All the proteins that we can now make and afford, like epidermal growth factor and antioxidant proteins. Until recently they were not available commercially and we are very fortunate that now they are. We are so much better off than our mothers were!

5. Are there ingredients that are commonly used in skincare that should be avoided?

Yes: benzoyl peroxide and hydrogen peroxide, they will accelerate skin aging and modify the DNA of our own skin stem cells and you don’t get to reverse that.
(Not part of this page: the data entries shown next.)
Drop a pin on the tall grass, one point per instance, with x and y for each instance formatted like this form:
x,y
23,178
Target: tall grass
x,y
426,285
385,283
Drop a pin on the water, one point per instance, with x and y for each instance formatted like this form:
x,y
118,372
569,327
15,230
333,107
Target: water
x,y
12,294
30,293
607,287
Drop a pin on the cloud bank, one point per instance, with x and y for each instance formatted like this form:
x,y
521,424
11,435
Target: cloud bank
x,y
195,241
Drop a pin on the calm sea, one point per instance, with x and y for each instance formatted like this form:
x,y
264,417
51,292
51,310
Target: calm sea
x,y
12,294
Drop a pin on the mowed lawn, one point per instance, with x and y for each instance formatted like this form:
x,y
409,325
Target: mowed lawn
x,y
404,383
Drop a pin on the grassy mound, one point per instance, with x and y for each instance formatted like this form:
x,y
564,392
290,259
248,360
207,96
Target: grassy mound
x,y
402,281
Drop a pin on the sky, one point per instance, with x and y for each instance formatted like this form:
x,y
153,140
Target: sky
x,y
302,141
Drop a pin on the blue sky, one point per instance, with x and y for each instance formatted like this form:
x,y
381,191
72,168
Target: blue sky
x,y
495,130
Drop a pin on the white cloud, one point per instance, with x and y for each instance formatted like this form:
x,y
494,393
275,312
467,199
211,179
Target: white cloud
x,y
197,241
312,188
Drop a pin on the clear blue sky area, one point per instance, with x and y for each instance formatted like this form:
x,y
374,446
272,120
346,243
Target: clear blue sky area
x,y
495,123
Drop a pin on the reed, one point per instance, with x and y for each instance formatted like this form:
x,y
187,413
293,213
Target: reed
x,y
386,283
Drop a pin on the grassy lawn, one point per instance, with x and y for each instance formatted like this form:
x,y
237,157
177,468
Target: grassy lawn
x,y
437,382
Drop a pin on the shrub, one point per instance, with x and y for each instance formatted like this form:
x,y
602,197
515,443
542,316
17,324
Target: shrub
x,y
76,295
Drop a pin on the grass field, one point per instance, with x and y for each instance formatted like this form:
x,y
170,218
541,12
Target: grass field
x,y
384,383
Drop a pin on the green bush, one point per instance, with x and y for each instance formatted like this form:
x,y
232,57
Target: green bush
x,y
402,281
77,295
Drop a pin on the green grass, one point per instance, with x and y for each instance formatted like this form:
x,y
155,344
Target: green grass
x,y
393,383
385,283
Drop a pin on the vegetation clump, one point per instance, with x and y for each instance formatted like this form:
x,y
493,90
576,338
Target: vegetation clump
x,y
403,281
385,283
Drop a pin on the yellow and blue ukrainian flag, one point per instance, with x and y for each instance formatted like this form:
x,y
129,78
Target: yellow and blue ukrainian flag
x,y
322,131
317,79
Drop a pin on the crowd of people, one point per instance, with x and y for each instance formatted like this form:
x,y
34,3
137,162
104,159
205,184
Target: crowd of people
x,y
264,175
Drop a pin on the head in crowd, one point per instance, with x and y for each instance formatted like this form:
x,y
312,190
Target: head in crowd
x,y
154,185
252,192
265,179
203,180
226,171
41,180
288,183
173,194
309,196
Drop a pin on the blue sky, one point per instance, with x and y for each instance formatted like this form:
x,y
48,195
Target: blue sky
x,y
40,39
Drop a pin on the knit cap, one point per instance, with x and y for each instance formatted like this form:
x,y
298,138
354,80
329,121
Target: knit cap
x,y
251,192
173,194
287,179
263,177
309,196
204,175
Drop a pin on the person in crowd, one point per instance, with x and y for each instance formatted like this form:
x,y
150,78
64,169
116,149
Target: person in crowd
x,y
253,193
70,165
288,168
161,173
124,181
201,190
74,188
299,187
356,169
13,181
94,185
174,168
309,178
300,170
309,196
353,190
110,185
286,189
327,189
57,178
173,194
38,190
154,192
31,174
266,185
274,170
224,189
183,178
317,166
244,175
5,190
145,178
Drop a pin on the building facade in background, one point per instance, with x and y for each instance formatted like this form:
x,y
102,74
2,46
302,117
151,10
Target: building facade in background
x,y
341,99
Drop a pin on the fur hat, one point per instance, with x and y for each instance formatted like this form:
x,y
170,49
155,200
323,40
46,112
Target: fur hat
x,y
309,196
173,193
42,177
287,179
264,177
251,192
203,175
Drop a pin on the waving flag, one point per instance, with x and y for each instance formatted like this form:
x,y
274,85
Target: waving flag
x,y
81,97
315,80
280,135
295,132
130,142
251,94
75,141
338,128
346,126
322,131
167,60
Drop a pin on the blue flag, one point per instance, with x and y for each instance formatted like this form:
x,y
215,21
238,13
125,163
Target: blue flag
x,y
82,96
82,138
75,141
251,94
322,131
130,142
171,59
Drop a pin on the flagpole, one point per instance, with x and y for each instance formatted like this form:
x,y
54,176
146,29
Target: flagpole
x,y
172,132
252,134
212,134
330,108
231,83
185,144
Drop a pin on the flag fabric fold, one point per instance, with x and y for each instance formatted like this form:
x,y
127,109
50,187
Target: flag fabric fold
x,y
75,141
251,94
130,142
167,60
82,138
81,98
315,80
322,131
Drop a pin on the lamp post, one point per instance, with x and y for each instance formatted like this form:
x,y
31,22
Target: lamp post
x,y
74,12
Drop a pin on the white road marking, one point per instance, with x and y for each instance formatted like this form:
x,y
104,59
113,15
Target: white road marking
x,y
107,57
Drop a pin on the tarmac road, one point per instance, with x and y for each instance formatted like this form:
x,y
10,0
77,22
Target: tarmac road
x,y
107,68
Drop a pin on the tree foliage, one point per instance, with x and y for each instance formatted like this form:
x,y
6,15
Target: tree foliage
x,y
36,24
And natural ingredients that are highly allergenic, like Balsam of Peru.

6. Describe an ideal skincare regimen for a woman over 40 (example: cleanser, antioxidant serum, etc.).

Clean with a cleanser that does not contain detergents or alcohol, rinse well with water (you can use floral water as long as you are not allergic to the flower from which it is extracted). Then apply serum containing epidermal growth factor plus every nutrient your skin needs, followed by an oil-based serum that contains essential fatty acids and antioxidants. I would also use a vitamin A cream twice a week.

Don’t forget lips, eye brows, eye lashes and scalp!

7. What skincare treatments and procedures do you consider the most effective?

I avoid anything that includes using high energy tools, unless the objective is to kill cells (like removing facial hair). You can improve much with topical treatments but it is important to remember that treatments can harm too. For example, before doing blepharoplasty I would first try a good serum with epidermal growth factor.